While our analysis also found that NELI had a positive impact on the language skills of pupils with English as an Additional Language (EAL), our sample for this subgroup analysis was small and insufficient to confidently interpret our finding. Our exploratory analysis highlighted that the effect of receiving NELI was greater for pupils whose TAs delivered more group sessions than those whose TAs delivered fewer group sessions. Therefore, even when a lower than intended dosage of NELI was delivered, we found, on average, a positive impact on pupils’ language outcomes.

The fully validated and highly reliable LanguageScreen assessment, used as the primary outcome measure for this trial, was chosen as it assesses aspects of language development that NELI is intended to target.

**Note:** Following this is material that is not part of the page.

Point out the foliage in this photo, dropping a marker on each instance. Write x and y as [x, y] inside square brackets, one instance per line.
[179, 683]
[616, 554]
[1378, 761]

The measure is completely appropriate to capture these aspects of a Reception child’s development and a necessary choice for this age group.

When thinking about the success of this programme in the wider context of large-scale evaluation, it is noticeable that the measure is more proximal than some end-of-year tests or high-stakes assessments that might form primary outcome measures in other trials.

It is possible that some of NELI’s relative success can be explained by this proximity (Sims et al, 2023). However, this in no way detracts from the programme’s huge potential to help Reception children improve their language skills. NELI’s positive impact on the oral language skills of FSM-eligible pupils shows promise to close the ‘language gap’.

References

DfE and Ford, V. (2021) ‘Every School with Reception Class Offered Early Language Training’, GOV.UK.

Dimova, S., Illie, S., Rosa Brown, E., Broeks, M., Culora, A. and Sutherland, A. (2020) ‘The Nuffield Early Language Intervention. Evaluation Report’ [PDF].

Sibieta, L., Kotecha, M. and Skipp, A. (2016) ‘Nuffield Early Language Intervention: Evaluation Report and Executive Summary’.

Sims, S., Anders, J., Inglis, M., Lortie-Forgues, H., Styles, B., & Weidmann, B. (2022). Experimental education research: rethinking why, how and when to use random assignment (CEPEO Working Paper No. 23-07). Centre for Education Policy and Equalising Opportunities, UCL.